4. Match e-commerce imagery with the product packaging that gets shipped and available in-store.

One quarter of online purchasers that had returned items said they did so because it didn’t “look right” or because it looked fake/counterfeit. In both cases, the appearance of the product online didn’t match the actual appearance at fulfilment. Make sure your online product images reflect what will actually ship to the consumer.

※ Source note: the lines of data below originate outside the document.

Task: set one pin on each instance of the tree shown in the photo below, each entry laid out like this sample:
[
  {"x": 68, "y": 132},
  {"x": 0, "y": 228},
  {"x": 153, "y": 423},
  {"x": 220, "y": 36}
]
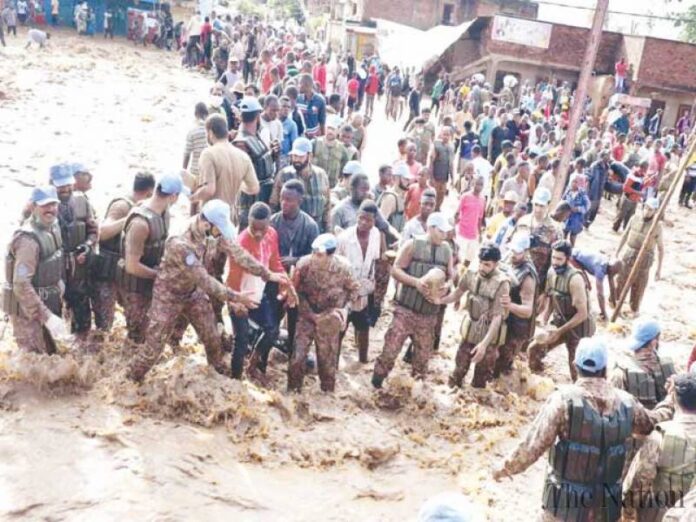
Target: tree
[{"x": 687, "y": 22}]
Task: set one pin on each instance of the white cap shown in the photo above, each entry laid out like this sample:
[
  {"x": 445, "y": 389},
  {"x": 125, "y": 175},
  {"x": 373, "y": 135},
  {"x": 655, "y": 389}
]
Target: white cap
[
  {"x": 440, "y": 221},
  {"x": 519, "y": 243}
]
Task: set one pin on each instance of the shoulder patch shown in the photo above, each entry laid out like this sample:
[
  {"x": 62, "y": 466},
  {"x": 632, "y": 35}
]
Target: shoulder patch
[{"x": 22, "y": 270}]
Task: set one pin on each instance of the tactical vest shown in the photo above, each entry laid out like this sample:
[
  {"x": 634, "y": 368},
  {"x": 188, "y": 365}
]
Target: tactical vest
[
  {"x": 479, "y": 302},
  {"x": 584, "y": 474},
  {"x": 647, "y": 387},
  {"x": 49, "y": 271},
  {"x": 517, "y": 325},
  {"x": 75, "y": 232},
  {"x": 110, "y": 249},
  {"x": 563, "y": 309},
  {"x": 330, "y": 159},
  {"x": 397, "y": 218},
  {"x": 425, "y": 256},
  {"x": 152, "y": 254},
  {"x": 260, "y": 156},
  {"x": 676, "y": 469},
  {"x": 637, "y": 233}
]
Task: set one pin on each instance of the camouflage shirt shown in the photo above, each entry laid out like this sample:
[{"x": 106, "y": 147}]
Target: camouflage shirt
[
  {"x": 323, "y": 288},
  {"x": 553, "y": 420}
]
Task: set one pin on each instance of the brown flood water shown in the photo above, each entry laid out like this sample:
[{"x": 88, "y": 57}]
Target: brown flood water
[{"x": 79, "y": 442}]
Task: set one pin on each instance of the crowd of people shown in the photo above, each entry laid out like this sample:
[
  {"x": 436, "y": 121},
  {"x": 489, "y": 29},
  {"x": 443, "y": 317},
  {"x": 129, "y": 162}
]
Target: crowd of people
[{"x": 287, "y": 233}]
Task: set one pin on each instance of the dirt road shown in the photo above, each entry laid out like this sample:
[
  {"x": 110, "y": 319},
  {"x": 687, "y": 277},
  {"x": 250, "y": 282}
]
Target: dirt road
[{"x": 79, "y": 442}]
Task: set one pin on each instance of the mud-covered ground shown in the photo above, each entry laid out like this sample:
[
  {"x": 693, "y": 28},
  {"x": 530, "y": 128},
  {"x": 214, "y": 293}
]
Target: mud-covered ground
[{"x": 79, "y": 442}]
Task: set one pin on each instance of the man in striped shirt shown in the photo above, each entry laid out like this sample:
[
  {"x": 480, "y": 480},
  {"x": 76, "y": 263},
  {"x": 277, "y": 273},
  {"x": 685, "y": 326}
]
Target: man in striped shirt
[{"x": 312, "y": 106}]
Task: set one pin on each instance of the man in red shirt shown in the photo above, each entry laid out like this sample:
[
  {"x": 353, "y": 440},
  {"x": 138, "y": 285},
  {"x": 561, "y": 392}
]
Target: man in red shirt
[
  {"x": 261, "y": 241},
  {"x": 620, "y": 70},
  {"x": 632, "y": 194},
  {"x": 371, "y": 89},
  {"x": 619, "y": 149},
  {"x": 353, "y": 87},
  {"x": 319, "y": 74}
]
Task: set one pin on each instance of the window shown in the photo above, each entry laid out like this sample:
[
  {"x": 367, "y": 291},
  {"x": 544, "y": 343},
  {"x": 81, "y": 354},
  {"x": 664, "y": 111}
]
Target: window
[{"x": 447, "y": 13}]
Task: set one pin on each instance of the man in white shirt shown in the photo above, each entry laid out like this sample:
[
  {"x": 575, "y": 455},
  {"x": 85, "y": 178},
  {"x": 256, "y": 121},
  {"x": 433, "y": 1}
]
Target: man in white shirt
[
  {"x": 482, "y": 168},
  {"x": 417, "y": 226},
  {"x": 37, "y": 37},
  {"x": 271, "y": 129},
  {"x": 362, "y": 245}
]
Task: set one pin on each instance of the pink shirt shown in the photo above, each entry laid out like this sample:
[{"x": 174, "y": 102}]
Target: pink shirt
[{"x": 471, "y": 211}]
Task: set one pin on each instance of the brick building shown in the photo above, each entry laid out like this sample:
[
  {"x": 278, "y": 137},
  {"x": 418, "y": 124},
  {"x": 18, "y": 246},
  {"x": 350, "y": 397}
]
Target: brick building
[
  {"x": 663, "y": 70},
  {"x": 424, "y": 14}
]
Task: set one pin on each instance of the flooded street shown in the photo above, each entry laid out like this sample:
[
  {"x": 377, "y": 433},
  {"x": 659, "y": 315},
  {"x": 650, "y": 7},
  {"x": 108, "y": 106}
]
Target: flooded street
[{"x": 80, "y": 442}]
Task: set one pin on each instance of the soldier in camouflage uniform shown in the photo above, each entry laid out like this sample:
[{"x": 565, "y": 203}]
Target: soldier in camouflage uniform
[
  {"x": 110, "y": 231},
  {"x": 520, "y": 304},
  {"x": 325, "y": 286},
  {"x": 568, "y": 299},
  {"x": 640, "y": 370},
  {"x": 33, "y": 276},
  {"x": 317, "y": 195},
  {"x": 484, "y": 327},
  {"x": 142, "y": 246},
  {"x": 664, "y": 468},
  {"x": 183, "y": 287},
  {"x": 585, "y": 427},
  {"x": 543, "y": 233},
  {"x": 415, "y": 312},
  {"x": 79, "y": 232},
  {"x": 635, "y": 235},
  {"x": 329, "y": 153}
]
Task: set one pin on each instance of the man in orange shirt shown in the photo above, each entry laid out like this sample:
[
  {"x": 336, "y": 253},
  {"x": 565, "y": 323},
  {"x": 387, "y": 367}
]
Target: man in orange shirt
[{"x": 261, "y": 241}]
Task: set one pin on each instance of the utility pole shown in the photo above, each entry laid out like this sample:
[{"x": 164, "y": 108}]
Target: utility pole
[{"x": 580, "y": 95}]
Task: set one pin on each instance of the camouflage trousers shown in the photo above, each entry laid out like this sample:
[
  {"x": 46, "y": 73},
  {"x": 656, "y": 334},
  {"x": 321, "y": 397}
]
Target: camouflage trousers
[
  {"x": 483, "y": 372},
  {"x": 407, "y": 323},
  {"x": 382, "y": 273},
  {"x": 104, "y": 297},
  {"x": 77, "y": 309},
  {"x": 164, "y": 312},
  {"x": 514, "y": 344},
  {"x": 325, "y": 332},
  {"x": 537, "y": 351},
  {"x": 640, "y": 282},
  {"x": 30, "y": 336},
  {"x": 135, "y": 308}
]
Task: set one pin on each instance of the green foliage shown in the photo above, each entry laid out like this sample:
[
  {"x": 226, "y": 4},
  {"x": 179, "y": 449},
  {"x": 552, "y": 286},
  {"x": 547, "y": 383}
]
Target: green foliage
[
  {"x": 250, "y": 8},
  {"x": 687, "y": 22},
  {"x": 287, "y": 9}
]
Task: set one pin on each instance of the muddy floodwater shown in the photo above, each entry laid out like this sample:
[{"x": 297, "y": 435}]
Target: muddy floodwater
[{"x": 80, "y": 442}]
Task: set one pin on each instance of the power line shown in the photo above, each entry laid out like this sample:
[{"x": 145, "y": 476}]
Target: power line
[{"x": 622, "y": 13}]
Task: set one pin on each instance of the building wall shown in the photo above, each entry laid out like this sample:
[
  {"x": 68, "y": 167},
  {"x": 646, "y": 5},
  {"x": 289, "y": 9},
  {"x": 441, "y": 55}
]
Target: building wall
[
  {"x": 668, "y": 63},
  {"x": 566, "y": 47}
]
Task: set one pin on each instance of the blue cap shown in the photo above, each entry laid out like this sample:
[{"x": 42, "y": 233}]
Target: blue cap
[
  {"x": 44, "y": 195},
  {"x": 352, "y": 167},
  {"x": 542, "y": 196},
  {"x": 447, "y": 507},
  {"x": 250, "y": 104},
  {"x": 218, "y": 213},
  {"x": 61, "y": 175},
  {"x": 324, "y": 242},
  {"x": 644, "y": 331},
  {"x": 172, "y": 184},
  {"x": 519, "y": 243},
  {"x": 440, "y": 221},
  {"x": 79, "y": 167},
  {"x": 591, "y": 354},
  {"x": 653, "y": 203},
  {"x": 301, "y": 147}
]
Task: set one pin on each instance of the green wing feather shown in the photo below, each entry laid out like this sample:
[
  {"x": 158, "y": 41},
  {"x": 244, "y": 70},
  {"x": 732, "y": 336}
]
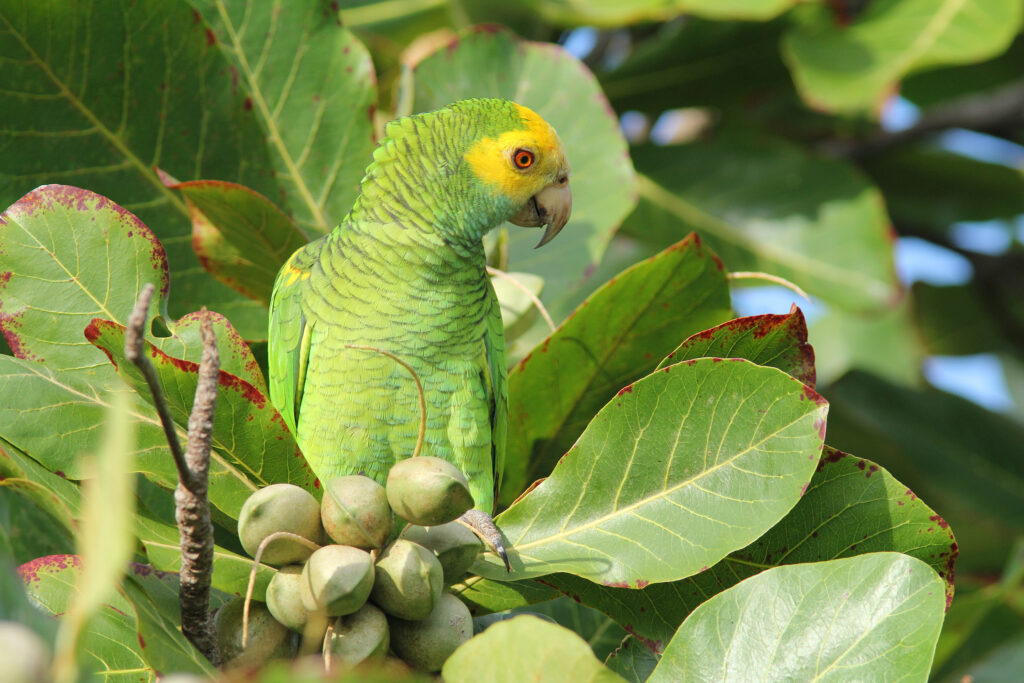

Shoppers also expect their digital and physical experience of the brand to be consistent: 61% of shoppers expect the product packaging they see online to be exactly the same as what’s on the shelf in their local store. So it makes good sense to adapt your e-commerce experience to only show what’s available on the shelves of physical stores. Also make it clear to the shopper when the product images shown are slightly different from the actual product that will ship to them.

In conclusion, it is important for CPG marketers to watch the digital shopper develop and navigate the e-commerce environment in the coming months and years. Undoubtedly, shopper behavior will change and our strategies will need to keep in step. However, one thing will remain consistent: shoppers will prefer smooth, effortless digital shopping experiences coordinated with smooth, effortless fulfillment and delivery experiences. (At least we can count on some things to never change.)